Public sector Hindustan Paper Corporation is likely to record a net profit of Rs 9 crore in 1996-97, mainly due to the financial restructuring package approved by the Union government.
At the end of 1996-97, HPC achieved a sales turnover of Rs 419 crore, against Rs 400 crore in the previous year. In terms of quantity, sale of paper in the year just ended by the two units of the corporation at Naogaon and Cachar in Assam stood at 1.49 lakh tonnes, despite a sluggish market and the efforts to keep the inventories at a reasonable level. The two units have an installed capacity of 1 lakh tonnes each. In 1995-96, sales were to the tune of 1.30 lakh tonnes. Institutional sales amounted to 50,000 tonnes.
The sales include the supply of 9,000 tonnes of paper to Bangladesh in 1996-97.
HPC chairman & managing director A R K Rao said 85.3 per cent of the capacity was utilised at the Naogaon unit, against 80 per cent in 1995-96.
The two mills together achieved capacity use to the extent of 72.4 per cent (76 per cent in 1995-96).
At Cachar, HPC has deliberately kept production at a low level to ensure manageable inventories. Generally, HPC mills keep an inventory of 15,000 tonnes, which is about 35 days of stock.
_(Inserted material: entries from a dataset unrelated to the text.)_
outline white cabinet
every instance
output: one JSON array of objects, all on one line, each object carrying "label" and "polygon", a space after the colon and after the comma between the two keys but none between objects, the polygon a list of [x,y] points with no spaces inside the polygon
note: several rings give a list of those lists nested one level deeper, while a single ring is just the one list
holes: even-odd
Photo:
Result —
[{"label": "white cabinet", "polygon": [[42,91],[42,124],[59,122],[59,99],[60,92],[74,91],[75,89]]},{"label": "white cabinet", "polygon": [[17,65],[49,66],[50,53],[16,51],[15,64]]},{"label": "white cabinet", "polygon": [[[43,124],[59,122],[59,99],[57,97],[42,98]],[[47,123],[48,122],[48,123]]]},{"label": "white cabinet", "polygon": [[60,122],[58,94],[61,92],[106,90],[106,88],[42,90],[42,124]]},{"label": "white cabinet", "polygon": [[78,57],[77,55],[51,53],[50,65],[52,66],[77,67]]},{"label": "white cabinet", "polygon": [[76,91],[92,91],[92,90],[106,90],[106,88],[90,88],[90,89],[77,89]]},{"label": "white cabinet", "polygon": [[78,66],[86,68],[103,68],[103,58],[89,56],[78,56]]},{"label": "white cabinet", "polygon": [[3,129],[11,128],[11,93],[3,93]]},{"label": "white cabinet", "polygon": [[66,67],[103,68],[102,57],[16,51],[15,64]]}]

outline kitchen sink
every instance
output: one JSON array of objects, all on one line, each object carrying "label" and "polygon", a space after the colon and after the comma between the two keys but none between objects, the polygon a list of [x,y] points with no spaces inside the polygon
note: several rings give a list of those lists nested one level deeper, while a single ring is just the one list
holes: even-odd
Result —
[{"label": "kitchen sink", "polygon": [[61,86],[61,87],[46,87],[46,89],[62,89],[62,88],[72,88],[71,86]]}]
Stating that 1996-97 production and sales were healthier than earlier, Rao said the financial restructuring plan approved by the department of heavy industry would take care of the total liability of the company.
As much as Rs 476 crore of the total liability was frozen under the package, while a central loan of Rs 150 crore was allowed to be converted into equity.
As there was an interest holiday in 1994-95, the annual interest burden for the public sector paper company came down to Rs 14 crore, against Rs 40 crore before restructuring.
The company will have to calculate interest at the rate of Rs 14 crore since 1994-95. This has come as a relief for the company.
On the basis of this calculation, HPC net profit comes to Rs 9 crore in 1996-97.